# Thread: Central limit Theorem problem (exponential(2))

1. ## Central limit Theorem problem (exponential(2))

Let X1,X2,... be i.i.d. with distribution Exponential(2). Use the central limit theorem to estimate the probability.

S is a sumation 1000 = n k = 1 <= is greater or less then. (sorry I don't know latex and I can't transfer word 07 equations over)

1000
P(S Xn <= 505)
k=1

This is what i can do.

E(x) = 1/2 var(x)= 1/4 Sd(x) = 1/2
so,
P( (S1000 - 1000*.5) /(sqrt(1000)*.5 ) <= (505 - 1000) /(sqrt(1000) * .5 ) )
I don't know where to go from here nor do I know if i set the problem up correctly. Sorry about the notation and stuff I don't know how to right equations in this. If I start to come here often I will learn latex.

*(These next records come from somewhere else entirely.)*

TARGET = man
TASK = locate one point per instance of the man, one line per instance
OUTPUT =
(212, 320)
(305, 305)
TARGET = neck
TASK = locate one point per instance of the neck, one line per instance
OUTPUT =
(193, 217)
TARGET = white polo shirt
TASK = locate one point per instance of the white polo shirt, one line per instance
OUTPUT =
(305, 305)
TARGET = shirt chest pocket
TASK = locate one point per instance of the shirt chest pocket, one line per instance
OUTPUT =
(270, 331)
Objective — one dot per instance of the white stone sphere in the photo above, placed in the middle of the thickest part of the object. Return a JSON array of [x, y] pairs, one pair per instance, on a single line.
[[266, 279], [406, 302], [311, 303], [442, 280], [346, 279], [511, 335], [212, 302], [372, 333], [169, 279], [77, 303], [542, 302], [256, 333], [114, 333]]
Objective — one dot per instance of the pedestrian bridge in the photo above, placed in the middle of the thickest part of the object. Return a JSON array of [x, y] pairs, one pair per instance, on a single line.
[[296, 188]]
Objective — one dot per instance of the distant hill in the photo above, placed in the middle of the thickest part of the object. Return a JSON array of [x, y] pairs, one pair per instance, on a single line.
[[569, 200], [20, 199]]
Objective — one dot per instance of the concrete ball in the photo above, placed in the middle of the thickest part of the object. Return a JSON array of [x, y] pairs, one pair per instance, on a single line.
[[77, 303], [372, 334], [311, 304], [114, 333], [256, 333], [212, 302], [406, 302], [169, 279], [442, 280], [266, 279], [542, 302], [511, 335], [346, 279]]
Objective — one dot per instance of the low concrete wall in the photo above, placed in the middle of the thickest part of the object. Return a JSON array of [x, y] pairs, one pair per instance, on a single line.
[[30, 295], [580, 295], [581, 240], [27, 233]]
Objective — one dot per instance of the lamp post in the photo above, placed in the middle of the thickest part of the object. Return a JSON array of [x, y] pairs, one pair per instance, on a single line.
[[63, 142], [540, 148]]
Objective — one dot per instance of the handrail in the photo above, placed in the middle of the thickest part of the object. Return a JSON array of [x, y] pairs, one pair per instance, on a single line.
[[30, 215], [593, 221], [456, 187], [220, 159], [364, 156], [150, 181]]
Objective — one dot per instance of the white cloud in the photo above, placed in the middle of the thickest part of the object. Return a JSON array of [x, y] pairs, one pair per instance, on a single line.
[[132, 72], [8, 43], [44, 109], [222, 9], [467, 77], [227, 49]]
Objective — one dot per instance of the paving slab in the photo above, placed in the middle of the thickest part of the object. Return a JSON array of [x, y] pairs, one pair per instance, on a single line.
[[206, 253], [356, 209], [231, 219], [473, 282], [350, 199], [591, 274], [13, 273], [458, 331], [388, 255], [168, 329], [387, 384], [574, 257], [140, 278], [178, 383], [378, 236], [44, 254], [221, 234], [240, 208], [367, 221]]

2. Originally Posted by JeremyH
Let X1,X2,... be i.i.d. with distribution Exponential(2). Use the central limit theorem to estimate the probability.

S is a sumation 1000 = n k = 1 <= is greater or less then. (sorry I don't know latex and I can't transfer word 07 equations over)

1000
P(S Xn <= 505)
k=1

This is what i can do.

E(x) = 1/2 var(x)= 1/4 Sd(x) = 1/2
so,
P( (S1000 - 1000*.5) /(sqrt(1000)*.5 ) <= (505 - 1000) /(sqrt(1000) * .5 ) )
I don't know where to go from here nor do I know if i set the problem up correctly. Sorry about the notation and stuff I don't know how to right equations in this. If I start to come here often I will learn latex.
$Z_n = \frac{S_n - n \mu}{\sigma \sqrt{n}} = \frac{S_n - 500}{5 \sqrt{10}}$.

Substitute $S_n = 505$: $Z_n = \frac{1}{\sqrt{10}} \approx 0.3162$.

So calculate $\Pr(Z \leq 0.3162)$ where Z ~ Normal(0, 1).